The artists hawked handcrafted silver jewelry, pottery, carved and painted animals and Toltec rugs. Others were promoting crafts for a cause.
Gloria Sotomayor Asain and her partner, Adriana Guerra Reyes, sold pottery hand-painted by the widows and orphans of Juárez’s drug wars. Its rippled triangular forms represent the wind-sculpted sand of northern Mexico, they said.
“We use local painters,” Asain said. “Our mission is all the widows from Juárez. People don’t want to hire them.”
The pottery included platters, bowls and chip-and-dip sets splashed with colorful renderings of horses, roosters and Mexican serpents.
“The air blows into the desert – the triangles,” Asain said. “We try to represent the northern part of Mexico, where we live. Now with so many killed, there are so many widows and orphans.”
They’re also helping to train former prostitutes enrolled in a friend’s rehabilitation center.
“This is very therapeutic,” Asain continued. “We’re doing a matter of soul healing.
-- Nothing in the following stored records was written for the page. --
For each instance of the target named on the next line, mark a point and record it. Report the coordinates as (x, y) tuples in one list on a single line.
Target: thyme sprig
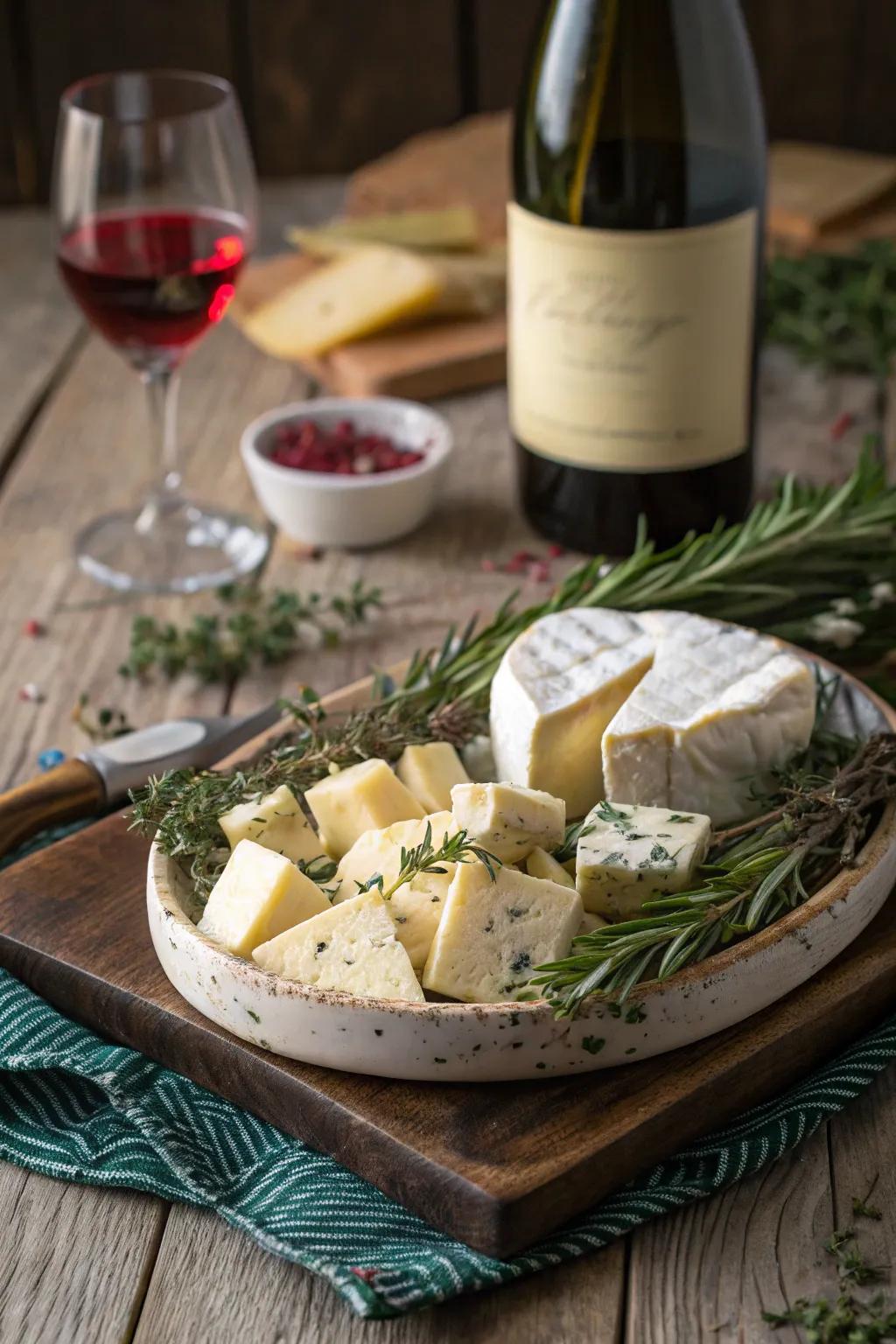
[(755, 872), (182, 807), (251, 626), (424, 858)]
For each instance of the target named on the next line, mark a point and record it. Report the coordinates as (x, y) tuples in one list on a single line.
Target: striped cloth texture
[(80, 1109)]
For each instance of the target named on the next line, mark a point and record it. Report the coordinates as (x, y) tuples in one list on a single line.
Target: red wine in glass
[(152, 283)]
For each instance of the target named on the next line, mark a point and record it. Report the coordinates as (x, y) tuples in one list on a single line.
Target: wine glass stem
[(161, 396)]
They start healing from the inside. They start giving a value to their lives. They have the capacity to earn money.”
Lizards and AK-47s
Nearby, Elvis Castillo of Oaxaca was selling colorful carved animals from gnarled copal wood. Many of his lizards, scorpions and Day of the Dead figures sported pinprick dots of color made with cactus needles. He said his father taught him the art form 30 years ago.
“Every piece is different, because I pick up the branches,” he said. “I see what form is it, and I work with the form.”
Albuquerque’s Luis Garcia was selling colorful earrings made from the molted feathers of parrots and macaws. “I do the sterling silver wirework,” he said.
Carlos de la Vega of Guadalajara featured handcrafted silver jewelry. Among the expected hearts and crosses were pendants shaped like AK-47 rifles. Sometimes, war veterans ask for the motif, he explained through an interpreter.
This marks ¡Viva Mexico’s! fourth year at Las Golondrinas. The event is a partnership between Las Golondrinas, the Mexican Consulate in Albuquerque and the state of Veracruz. Its debut brought 671 visitors, Berkenfield said. The second year lured a crowd of 2,830. Last year, the crowd skyrocketed to 5,155 –– an eightfold increase marking the first appearance of the Voladores.
“The Mexican flag in 1820 flew over this property for 20 years,” Berkenfield said. “We do this to understand the cultures and traditions of our neighbor Mexico.”